Defendant did not appeal from that order. Instead, he filed the petition for re-hearing that is the subject of this opinion.
To secure a new trial or re-hearing on the basis of after-discovered evidence, the evidence must have been discovered after the trial and must be such that it could not have been obtained at the trial by reasonable diligence. The evidence must not be cumulative or merely impeach credibility and must be such as would likely compel a different result. Townsend Will, 436 Pa. 185, 258 A.2d 518 (1969). Similarly to secure a new trial on the ground of discovery that false testimony was given at trial the complaining party must be able to meet the general test applied to applications for a new trial on the ground of after- discovered evidence. Limper v. Philadelphia Electric Co., 297 Pa. 204, 146 A.574 (1929)
In his petition for rehearing, defendant indicated that his brother David would recant prior sworn testimony and would now admit that he did cohabit with plaintiff during the period she was receiving alimony under the agreement. Defendant also indicated that he had recently discovered two witnesses who would present credible evidence as to cohabitation between plaintiff and David Teets.

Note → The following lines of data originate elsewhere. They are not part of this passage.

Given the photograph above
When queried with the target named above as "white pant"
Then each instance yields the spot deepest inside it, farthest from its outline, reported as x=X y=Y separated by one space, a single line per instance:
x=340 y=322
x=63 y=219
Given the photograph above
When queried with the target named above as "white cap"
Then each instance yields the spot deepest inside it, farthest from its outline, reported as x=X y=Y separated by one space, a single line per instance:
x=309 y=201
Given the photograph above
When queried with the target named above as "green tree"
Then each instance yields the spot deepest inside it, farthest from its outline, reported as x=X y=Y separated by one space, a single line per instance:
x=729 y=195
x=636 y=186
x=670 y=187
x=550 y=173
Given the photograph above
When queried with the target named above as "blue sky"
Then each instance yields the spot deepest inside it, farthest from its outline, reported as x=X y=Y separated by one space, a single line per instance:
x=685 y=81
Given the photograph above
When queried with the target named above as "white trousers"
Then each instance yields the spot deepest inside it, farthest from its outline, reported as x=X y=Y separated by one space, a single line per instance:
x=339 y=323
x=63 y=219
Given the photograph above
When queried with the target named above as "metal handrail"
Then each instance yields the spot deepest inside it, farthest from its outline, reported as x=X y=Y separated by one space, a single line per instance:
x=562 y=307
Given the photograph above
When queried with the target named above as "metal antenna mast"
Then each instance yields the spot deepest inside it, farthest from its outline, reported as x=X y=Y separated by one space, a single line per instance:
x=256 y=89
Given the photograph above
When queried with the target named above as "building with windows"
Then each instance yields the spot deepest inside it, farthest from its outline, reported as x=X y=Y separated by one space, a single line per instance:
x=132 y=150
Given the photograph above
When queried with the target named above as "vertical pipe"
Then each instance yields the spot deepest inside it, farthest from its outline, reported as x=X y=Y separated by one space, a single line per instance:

**3 At the March 22, 1983 hearing, the matter of whether or not the brother David had been advised of the serious criminal consequences of rendering false testimony had been explained to him were raised. Counsel for both parties informed the court that they agreed he should be so advised and that *110 neither had done so. It is noteworthy that David was present without legal counsel. The legal counsel for defendant requested that the court do so and a partial "colloquy" was undertaken by the court with great reluctance. A recess was requested after which the court was advised that David Teets would not testify. As such, that witness's prior testimony that he had not cohabitated with plaintiff remained unrebutted. Furthermore, the testimony of the other two witnesses called by defendant has not satisfied this court that a rehearing should be granted. Robert Klear, a former roommate of David Teets testified that David slept at their apartment only 30 percent of the time. On cross-examination, however, he admitted that David Teets spent time at his marital home with his former wife. He further testified that he only occasionally reached David at the home of plaintiff.
Gary Radar testified that he knew that David was living with plaintiff. He also testified that on one occasion he had helped David Teets remove articles of furniture and some bags of clothing from plaintiff's apartment back to his marital home. Doubt was cast on this witness's knowledge when he admitted on cross-examination that he had only been to plaintiff's apartment on the date he helped David move furniture; that he had never attempted to call or reach David Teets at plaintiff's apartment, and that he had never conducted any surveillance to support his contention that David cohabitated with plaintiff. This witness also did not know how long David Teets clothes had been in plaintiff's apartment.
Finally, defendant called plaintiff as on cross-examination. While he elicited from her that David removed a bed, television and clothes from her apartment, she later explained that those articles of *111 furniture were only being stored there and that she had washed David's clothes as a favor to him.
We are not satisfied that such evidence warrants a new hearing. It adds nothing new to the facts that lead to our January 13, 1983 order. In its entirety, the facts show no more than that plaintiff did date defendant's brother after the separation agreement was signed; that David Teets did spend time at plaintiff's house; that they on occasion had sexual intercourse; and that while dating plaintiff, David Teets maintained a separate residence. In our mind, such conduct is not cohabitation.
While the separation agreement by its very terms is to be enforced in a manner consistent with the Divorce Code, neither the agreement nor the code defines the term cohabit or cohabitation.